Cos'è l'analisi cinematica del passo nella riabilitazione del tendine d'Achille?

L'analisi cinematica del passo è una tecnica che utilizza videocamere e software specializzati per valutare i movimenti durante la deambulazione. Nel caso del tendine d'Achille, permette di misurare parametri come verticalità corporea, angolo tibio-tarsico e distanze durante la fase mid-stance, identificando asimmetrie tra l'arto operato e quello sano.

Quando si può eseguire l'analisi cinematica dopo chirurgia del tendine d'Achille?

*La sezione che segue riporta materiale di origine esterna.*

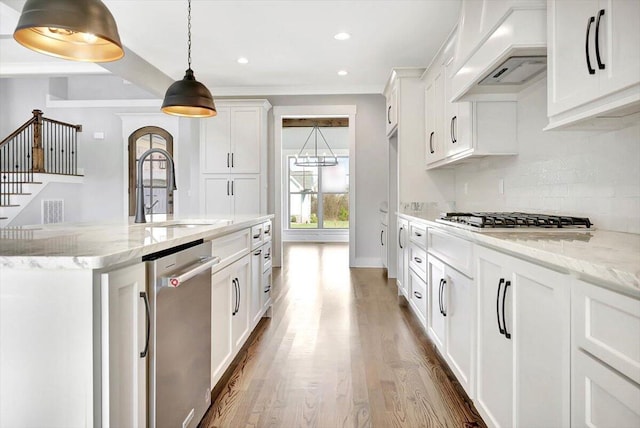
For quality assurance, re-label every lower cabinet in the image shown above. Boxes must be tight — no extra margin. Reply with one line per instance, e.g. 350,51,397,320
407,267,427,325
210,254,251,389
250,247,264,326
100,262,147,428
476,246,570,428
571,279,640,427
427,255,474,397
397,217,409,296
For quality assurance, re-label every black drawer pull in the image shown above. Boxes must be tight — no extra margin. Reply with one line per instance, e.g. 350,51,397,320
595,9,605,70
413,291,422,299
502,280,511,339
413,256,422,264
441,279,447,317
496,278,505,335
586,16,596,75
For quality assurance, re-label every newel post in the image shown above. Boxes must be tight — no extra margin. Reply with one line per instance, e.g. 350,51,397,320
32,109,45,173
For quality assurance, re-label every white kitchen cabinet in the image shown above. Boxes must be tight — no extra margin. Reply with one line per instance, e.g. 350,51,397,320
427,252,474,397
408,266,427,326
425,67,445,164
202,175,261,220
547,0,640,130
262,267,273,314
210,264,233,389
385,80,398,136
250,246,264,327
476,245,570,428
101,262,147,428
231,254,251,351
200,99,271,218
571,279,640,427
396,217,409,297
443,57,473,158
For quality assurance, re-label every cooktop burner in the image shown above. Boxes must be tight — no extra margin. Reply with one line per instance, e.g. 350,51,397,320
438,212,592,229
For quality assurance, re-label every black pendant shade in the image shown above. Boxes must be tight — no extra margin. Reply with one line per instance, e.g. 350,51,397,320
13,0,124,62
162,68,217,118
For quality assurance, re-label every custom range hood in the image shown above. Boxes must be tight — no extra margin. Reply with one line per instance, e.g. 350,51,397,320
450,1,547,101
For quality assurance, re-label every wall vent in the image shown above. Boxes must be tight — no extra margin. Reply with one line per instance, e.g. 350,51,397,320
42,199,64,224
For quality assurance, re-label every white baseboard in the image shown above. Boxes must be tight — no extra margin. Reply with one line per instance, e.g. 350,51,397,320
354,258,384,268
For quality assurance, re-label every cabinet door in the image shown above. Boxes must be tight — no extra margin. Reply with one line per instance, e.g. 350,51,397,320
443,57,459,157
231,175,261,218
444,267,474,397
211,267,233,389
427,256,446,351
512,261,570,428
201,107,231,174
548,0,600,116
231,255,251,350
202,176,233,218
425,70,445,164
101,263,147,428
261,268,272,313
397,220,408,295
599,0,640,96
386,83,398,135
476,250,513,428
231,107,261,174
250,248,263,327
380,224,388,268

Secondo lo studio, l'analisi cinematica può essere eseguita dopo 45-50 giorni dalla riparazione chirurgica del tendine d'Achille, una volta completata la fase iniziale di riabilitazione ortopedica e neurocognitiva e quando il paziente è in grado di deambulare autonomamente.

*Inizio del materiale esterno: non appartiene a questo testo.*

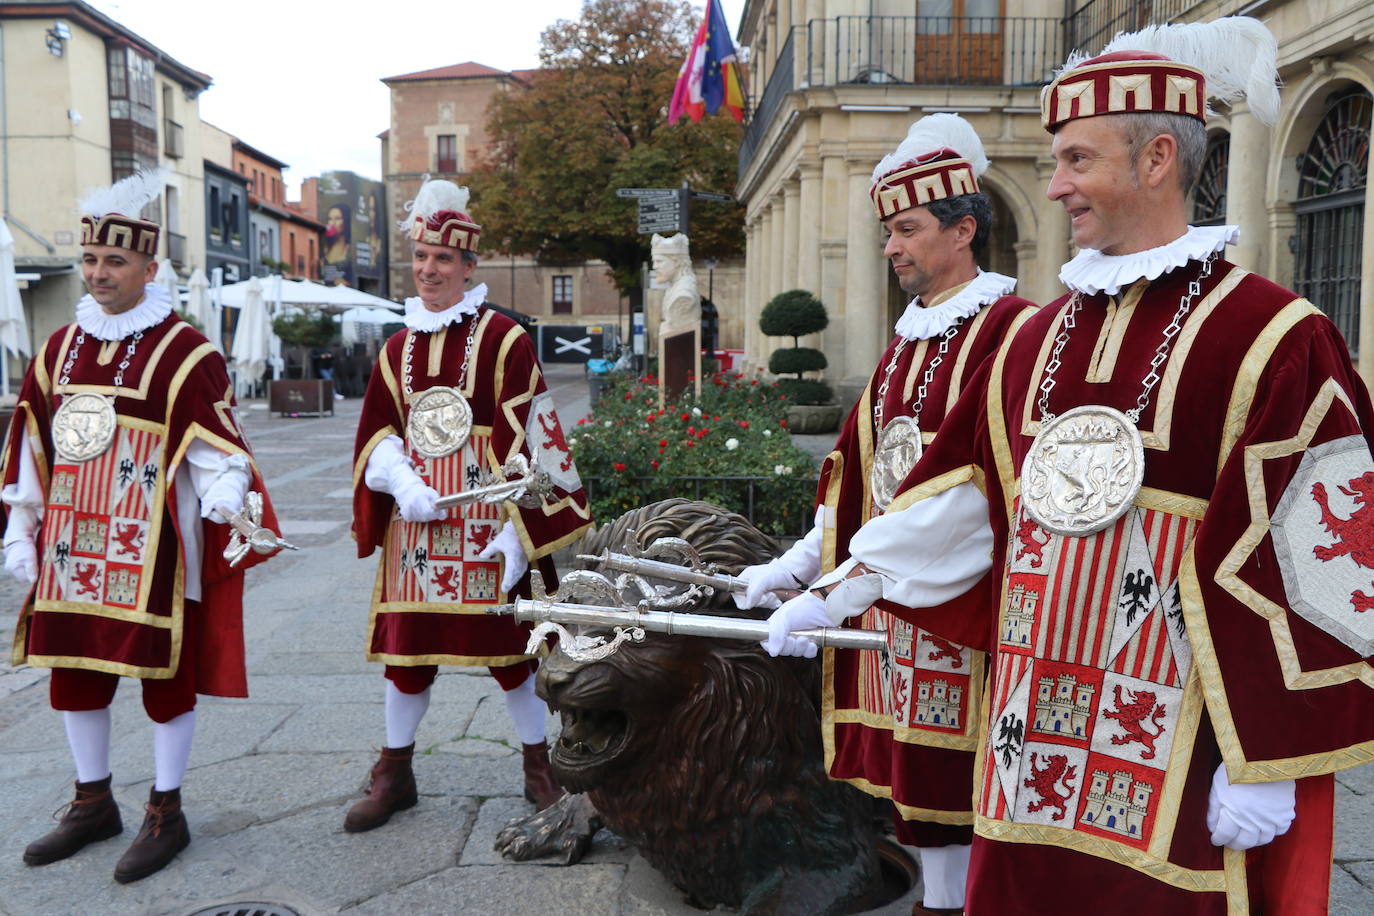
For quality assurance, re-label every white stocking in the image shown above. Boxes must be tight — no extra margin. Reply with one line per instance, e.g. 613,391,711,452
384,681,431,748
63,708,112,784
502,675,547,746
919,844,972,910
152,709,196,791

Quali parametri vengono valutati nell'analisi cinematica del passo post-Achille?

I parametri principali includono: verticalità corporea (postura durante il cammino), angolo tibio-tarsico (flessione della caviglia), distanze e simmetria durante la fase mid-stance del passo. Questi parametri permettono di identificare compensazioni e asimmetrie funzionali.

Perché si verificano asimmetrie dopo chirurgia del tendine d'Achille?

Le asimmetrie sono dovute a diversi fattori: ridotta forza muscolare del polpaccio, limitata mobilità articolare, dolore residuo, modificazioni propriocettive e adozione di pattern motori compensatori. L'analisi cinematica aiuta a quantificare queste differenze per personalizzare la riabilitazione.

Come l'analisi cinematica migliora la riabilitazione del tendine d'Achille?

L'analisi cinematica fornisce dati oggettivi sulle asimmetrie motorie, permettendo di: personalizzare gli esercizi riabilitativi, monitorare i progressi nel tempo, identificare deficit specifici, prevenire recidive e ottimizzare il ritorno all'attività sportiva o lavorativa.

Quali sono i vantaggi della riabilitazione neurocognitiva per il tendine d'Achille?

La riabilitazione neurocognitiva integra il recupero fisico con esercizi che stimolano la propriocezione, l'equilibrio e il controllo motorio. Questo approccio è particolarmente importante per il tendine d'Achille poiché migliora la coordinazione neuromuscolare e riduce il rischio di nuove lesioni.